Unions outraged as AXA changes pension terms
UK – AXA UK faces strong union opposition after announcing it will make members of its non-contributory pension scheme contribute up to five percent of their salary.
AXA UK spokesman Phil Hickley cited the economic conditions of the last few years, greater life expectancy and extra costs involved in complying with regulations as the reasons behind the decision to alter the scheme. Current non-contributing members will have to hand over 2.5% of their salary as of October 2003, which will be increased to five percent in October 2004.
Directors and senior executives who already contribute three percent will see their levels raise to five percent in October.
AXA itself will be adding an extra seven million pounds to the pensions pot this year, which Hickley said would be significantly increased over the next two years.
The decision to force members of the final salary scheme to contribute has been met with outrage by employees and unions, as it is viewed essentially as a pay cut. AXA’s retort is that it is committed to offering a final salary scheme and does not wish to close it to new members.
Asked whether current members may prefer to continue not contributing - in line with the pay packages they were originally promised - and have new employees join a defined contribution scheme instead, Hickley said that that was perhaps “a little selfish” way of doing it. He reiterated AXA’s commitment to retaining a final salary scheme.
AXA also intends to raise its retirement age to 65 – but not for directors and senior executives who will be able to retire at 60. The increase will only affect service from October 2003 onwards.

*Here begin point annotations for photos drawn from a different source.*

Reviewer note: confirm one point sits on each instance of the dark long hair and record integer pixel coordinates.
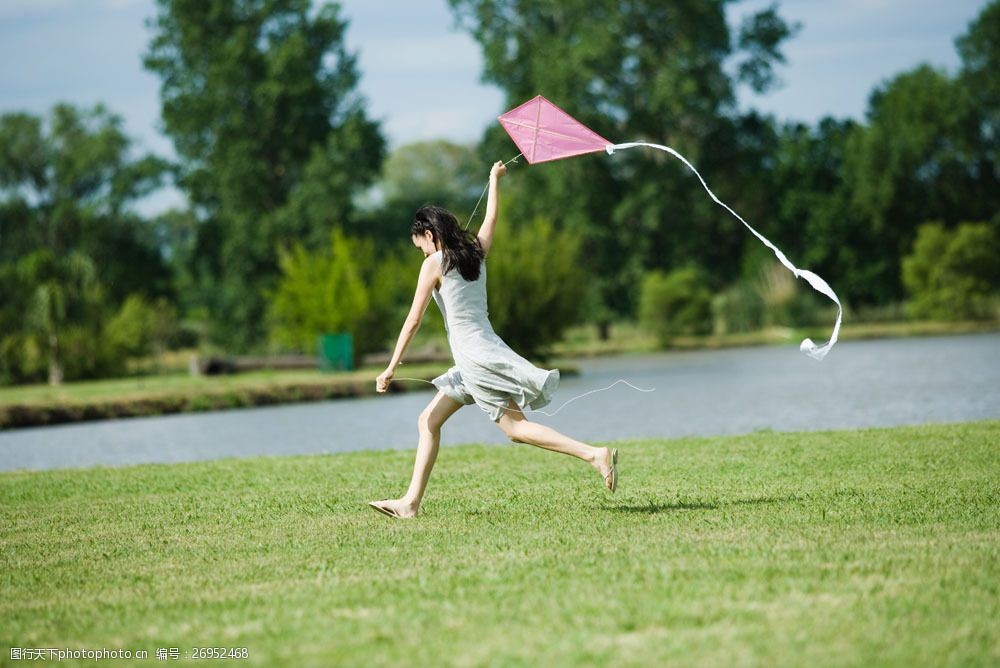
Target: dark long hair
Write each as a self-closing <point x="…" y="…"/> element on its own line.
<point x="459" y="247"/>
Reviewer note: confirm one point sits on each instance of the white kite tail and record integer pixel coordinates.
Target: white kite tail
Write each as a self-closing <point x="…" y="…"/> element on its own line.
<point x="817" y="283"/>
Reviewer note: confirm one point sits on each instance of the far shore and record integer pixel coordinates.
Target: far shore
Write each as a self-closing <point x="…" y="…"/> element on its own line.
<point x="177" y="391"/>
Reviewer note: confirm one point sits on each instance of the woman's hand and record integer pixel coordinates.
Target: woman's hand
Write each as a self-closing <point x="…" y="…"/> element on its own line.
<point x="498" y="170"/>
<point x="382" y="382"/>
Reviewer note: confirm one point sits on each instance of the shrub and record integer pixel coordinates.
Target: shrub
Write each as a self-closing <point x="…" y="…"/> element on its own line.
<point x="739" y="308"/>
<point x="953" y="274"/>
<point x="675" y="304"/>
<point x="317" y="292"/>
<point x="537" y="287"/>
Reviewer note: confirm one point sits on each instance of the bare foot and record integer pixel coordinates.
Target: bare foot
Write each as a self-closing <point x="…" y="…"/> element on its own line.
<point x="602" y="462"/>
<point x="395" y="508"/>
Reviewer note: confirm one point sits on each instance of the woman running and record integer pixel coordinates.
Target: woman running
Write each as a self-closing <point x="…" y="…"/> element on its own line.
<point x="486" y="371"/>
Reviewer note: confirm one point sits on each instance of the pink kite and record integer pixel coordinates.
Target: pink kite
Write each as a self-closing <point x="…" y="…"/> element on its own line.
<point x="544" y="132"/>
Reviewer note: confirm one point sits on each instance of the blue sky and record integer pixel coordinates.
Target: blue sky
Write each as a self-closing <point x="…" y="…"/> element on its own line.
<point x="422" y="78"/>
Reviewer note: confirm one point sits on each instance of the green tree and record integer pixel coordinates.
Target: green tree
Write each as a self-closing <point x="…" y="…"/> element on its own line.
<point x="71" y="246"/>
<point x="537" y="285"/>
<point x="346" y="287"/>
<point x="258" y="97"/>
<point x="953" y="274"/>
<point x="675" y="303"/>
<point x="430" y="172"/>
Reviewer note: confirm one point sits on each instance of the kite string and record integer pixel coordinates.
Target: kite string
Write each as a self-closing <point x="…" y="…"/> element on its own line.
<point x="817" y="283"/>
<point x="565" y="403"/>
<point x="481" y="196"/>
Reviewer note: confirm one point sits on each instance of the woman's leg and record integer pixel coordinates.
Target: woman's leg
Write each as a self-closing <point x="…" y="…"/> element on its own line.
<point x="429" y="424"/>
<point x="521" y="430"/>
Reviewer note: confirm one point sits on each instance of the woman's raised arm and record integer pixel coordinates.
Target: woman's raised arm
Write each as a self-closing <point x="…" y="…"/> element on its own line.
<point x="492" y="207"/>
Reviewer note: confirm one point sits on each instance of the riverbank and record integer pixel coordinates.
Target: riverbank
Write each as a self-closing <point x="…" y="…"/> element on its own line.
<point x="870" y="547"/>
<point x="181" y="392"/>
<point x="628" y="338"/>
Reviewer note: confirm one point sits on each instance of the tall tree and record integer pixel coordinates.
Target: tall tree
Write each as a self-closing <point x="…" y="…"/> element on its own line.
<point x="259" y="99"/>
<point x="71" y="245"/>
<point x="649" y="70"/>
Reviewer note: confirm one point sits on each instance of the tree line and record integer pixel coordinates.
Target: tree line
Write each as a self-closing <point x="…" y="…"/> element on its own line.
<point x="298" y="215"/>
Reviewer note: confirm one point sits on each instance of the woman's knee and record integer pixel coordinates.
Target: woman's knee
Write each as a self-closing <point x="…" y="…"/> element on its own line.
<point x="427" y="423"/>
<point x="514" y="429"/>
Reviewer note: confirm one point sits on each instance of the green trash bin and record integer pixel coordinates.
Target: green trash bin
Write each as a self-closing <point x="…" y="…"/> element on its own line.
<point x="336" y="352"/>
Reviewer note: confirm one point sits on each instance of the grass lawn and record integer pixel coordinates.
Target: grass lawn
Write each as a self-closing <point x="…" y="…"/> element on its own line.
<point x="852" y="548"/>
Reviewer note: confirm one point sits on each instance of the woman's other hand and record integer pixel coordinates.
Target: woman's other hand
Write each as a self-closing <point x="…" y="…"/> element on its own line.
<point x="382" y="382"/>
<point x="498" y="170"/>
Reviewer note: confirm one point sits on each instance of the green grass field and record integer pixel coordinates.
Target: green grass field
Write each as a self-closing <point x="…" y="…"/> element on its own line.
<point x="853" y="548"/>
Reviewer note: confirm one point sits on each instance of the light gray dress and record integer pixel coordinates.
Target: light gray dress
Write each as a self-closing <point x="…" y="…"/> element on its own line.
<point x="486" y="370"/>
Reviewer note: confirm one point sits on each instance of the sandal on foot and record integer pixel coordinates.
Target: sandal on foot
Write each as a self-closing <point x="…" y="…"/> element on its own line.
<point x="613" y="473"/>
<point x="385" y="511"/>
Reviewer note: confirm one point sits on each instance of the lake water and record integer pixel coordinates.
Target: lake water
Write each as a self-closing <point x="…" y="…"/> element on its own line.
<point x="860" y="384"/>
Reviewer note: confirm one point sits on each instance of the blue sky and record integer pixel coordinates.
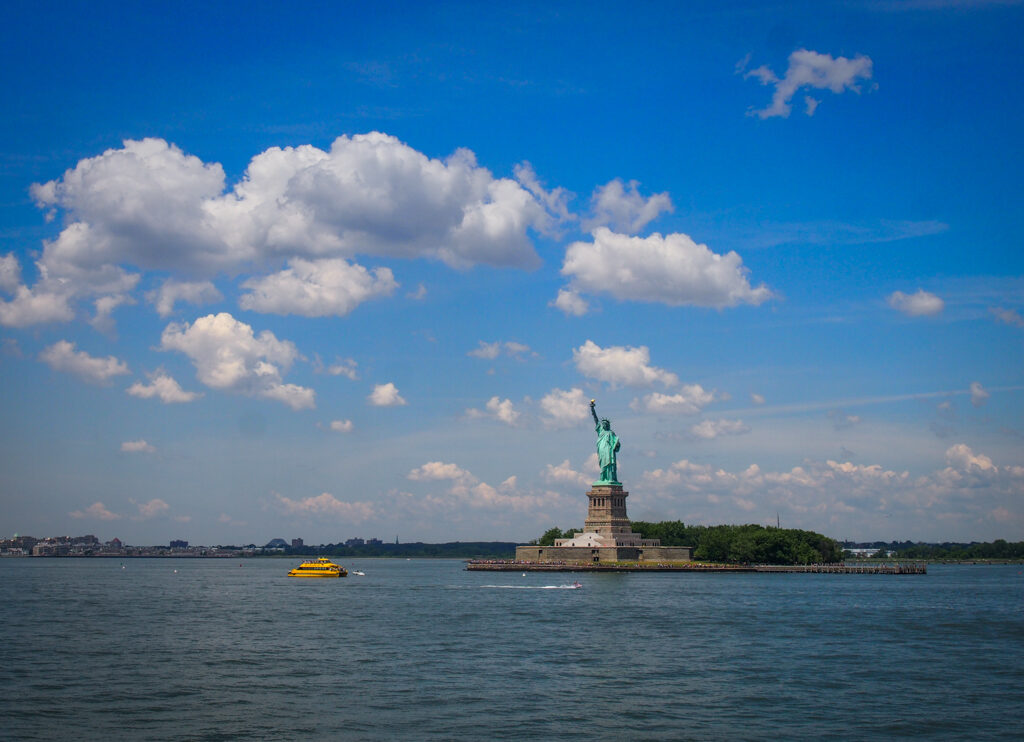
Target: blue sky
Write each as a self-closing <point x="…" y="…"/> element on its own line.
<point x="341" y="271"/>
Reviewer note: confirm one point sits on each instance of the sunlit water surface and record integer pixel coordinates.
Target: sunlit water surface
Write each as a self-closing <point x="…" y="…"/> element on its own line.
<point x="225" y="649"/>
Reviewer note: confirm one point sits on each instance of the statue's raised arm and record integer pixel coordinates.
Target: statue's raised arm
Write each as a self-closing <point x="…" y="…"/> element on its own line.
<point x="607" y="448"/>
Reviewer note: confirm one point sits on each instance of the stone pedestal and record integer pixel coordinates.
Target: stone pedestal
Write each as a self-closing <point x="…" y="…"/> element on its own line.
<point x="607" y="535"/>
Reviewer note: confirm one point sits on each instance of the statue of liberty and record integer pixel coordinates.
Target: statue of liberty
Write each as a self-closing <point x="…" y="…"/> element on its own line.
<point x="607" y="447"/>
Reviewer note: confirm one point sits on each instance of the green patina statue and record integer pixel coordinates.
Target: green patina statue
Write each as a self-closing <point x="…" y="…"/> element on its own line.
<point x="607" y="447"/>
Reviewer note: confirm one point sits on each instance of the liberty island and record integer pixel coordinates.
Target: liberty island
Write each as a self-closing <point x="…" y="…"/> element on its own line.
<point x="607" y="535"/>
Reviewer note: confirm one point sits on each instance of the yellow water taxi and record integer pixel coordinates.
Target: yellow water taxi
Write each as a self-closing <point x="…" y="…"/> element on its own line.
<point x="321" y="567"/>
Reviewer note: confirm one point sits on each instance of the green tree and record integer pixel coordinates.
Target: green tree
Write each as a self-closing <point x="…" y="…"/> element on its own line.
<point x="548" y="539"/>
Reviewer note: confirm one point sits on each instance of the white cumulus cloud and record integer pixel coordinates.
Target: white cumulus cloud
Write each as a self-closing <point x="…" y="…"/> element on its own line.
<point x="501" y="409"/>
<point x="671" y="269"/>
<point x="137" y="446"/>
<point x="564" y="408"/>
<point x="151" y="205"/>
<point x="171" y="292"/>
<point x="489" y="351"/>
<point x="621" y="365"/>
<point x="32" y="306"/>
<point x="97" y="511"/>
<point x="690" y="399"/>
<point x="327" y="505"/>
<point x="623" y="208"/>
<point x="710" y="429"/>
<point x="386" y="395"/>
<point x="154" y="508"/>
<point x="62" y="356"/>
<point x="919" y="304"/>
<point x="570" y="303"/>
<point x="316" y="289"/>
<point x="434" y="471"/>
<point x="164" y="388"/>
<point x="810" y="70"/>
<point x="229" y="356"/>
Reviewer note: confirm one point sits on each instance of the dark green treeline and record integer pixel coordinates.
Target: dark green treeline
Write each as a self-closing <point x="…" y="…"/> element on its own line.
<point x="733" y="544"/>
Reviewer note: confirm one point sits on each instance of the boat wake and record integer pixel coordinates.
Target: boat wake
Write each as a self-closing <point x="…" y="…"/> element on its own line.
<point x="534" y="586"/>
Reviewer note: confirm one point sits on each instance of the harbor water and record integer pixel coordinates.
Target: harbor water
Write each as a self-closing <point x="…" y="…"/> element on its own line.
<point x="176" y="649"/>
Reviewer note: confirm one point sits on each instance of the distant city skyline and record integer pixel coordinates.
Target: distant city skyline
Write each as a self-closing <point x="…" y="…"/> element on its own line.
<point x="268" y="270"/>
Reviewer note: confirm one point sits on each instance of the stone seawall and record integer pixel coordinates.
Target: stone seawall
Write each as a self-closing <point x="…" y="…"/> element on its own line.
<point x="516" y="566"/>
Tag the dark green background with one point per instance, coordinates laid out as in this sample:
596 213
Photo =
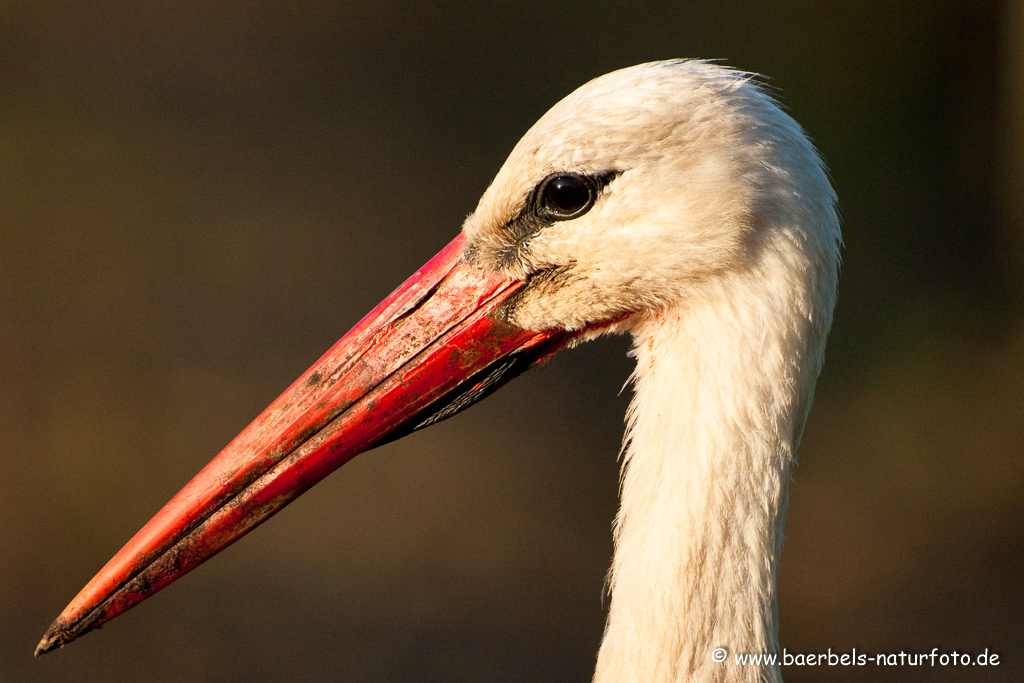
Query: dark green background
198 199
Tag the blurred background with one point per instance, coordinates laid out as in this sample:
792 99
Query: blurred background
198 199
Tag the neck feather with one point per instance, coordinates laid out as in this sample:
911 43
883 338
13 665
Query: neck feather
722 388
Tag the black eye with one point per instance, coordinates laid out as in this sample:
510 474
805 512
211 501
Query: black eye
564 197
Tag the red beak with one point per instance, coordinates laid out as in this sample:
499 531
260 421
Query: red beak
433 347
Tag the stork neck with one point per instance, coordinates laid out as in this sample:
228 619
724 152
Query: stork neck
721 392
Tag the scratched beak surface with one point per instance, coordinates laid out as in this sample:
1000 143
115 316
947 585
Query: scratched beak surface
433 347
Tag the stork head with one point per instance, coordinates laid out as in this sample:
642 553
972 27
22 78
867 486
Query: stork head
638 187
630 196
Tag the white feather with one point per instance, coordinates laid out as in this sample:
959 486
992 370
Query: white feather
717 247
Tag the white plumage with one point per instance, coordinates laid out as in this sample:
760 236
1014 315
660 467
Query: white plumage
674 201
716 246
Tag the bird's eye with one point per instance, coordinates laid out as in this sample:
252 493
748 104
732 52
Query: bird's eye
564 197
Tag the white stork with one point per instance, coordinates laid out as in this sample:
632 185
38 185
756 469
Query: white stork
674 201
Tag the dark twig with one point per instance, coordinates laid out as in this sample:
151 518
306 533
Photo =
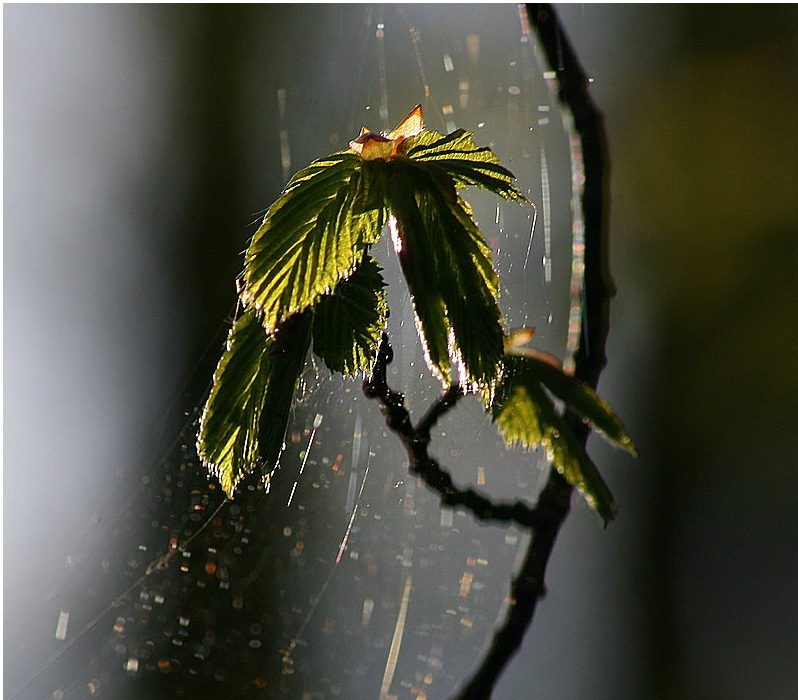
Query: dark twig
416 441
554 500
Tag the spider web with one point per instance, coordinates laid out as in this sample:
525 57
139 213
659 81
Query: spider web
346 578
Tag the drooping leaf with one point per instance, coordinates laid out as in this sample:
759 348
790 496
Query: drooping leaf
313 236
448 270
526 416
348 324
244 420
583 400
465 162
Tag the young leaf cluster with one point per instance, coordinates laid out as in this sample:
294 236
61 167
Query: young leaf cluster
309 281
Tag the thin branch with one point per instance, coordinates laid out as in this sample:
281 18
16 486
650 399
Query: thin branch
416 441
528 586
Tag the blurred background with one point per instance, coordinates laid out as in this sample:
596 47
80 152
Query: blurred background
142 144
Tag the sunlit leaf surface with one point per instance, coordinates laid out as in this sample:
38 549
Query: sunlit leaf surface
525 415
312 237
348 325
460 158
244 421
448 269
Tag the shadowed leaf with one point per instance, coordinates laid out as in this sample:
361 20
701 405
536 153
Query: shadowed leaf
526 416
313 236
449 272
348 324
244 420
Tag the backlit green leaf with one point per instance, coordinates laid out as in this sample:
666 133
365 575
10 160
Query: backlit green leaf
525 415
348 324
448 269
313 236
461 159
243 424
583 400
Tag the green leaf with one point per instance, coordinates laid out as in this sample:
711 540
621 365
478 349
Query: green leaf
460 158
244 420
348 324
448 269
583 400
313 236
525 415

The inconsistency of the increase in retirement age across staff has also outraged members, but Hickley insists that “the different package reflects the different employment markets”.
Unions have made it clear that they will not take the news lying down. Says Jerry Pickford, negotiating officer at finance union Unifi: “Despite what AXA may claim, they did not ‘consult’ in the true sense of the word with the unions and members about the changes. Rather we were just told. They are refusing to negotiate, but if taking 2.5% out of your pay-packet is not negotiable then what is?”
“Members have been asking the union to ballot for action, which we intend to do unless AXA enter into serious meaningful negotiations – not consultations – with us over the changes,” added Pickford.
AXA has around 5,000 active members in the UK. It is still unclear whether members of the final salary scheme employed with AXA Investment Managers will be affected.
AXA’s UK final salary scheme had a deficit of 429 million pounds under the FRS17 accounting standard as at the end of December 2002.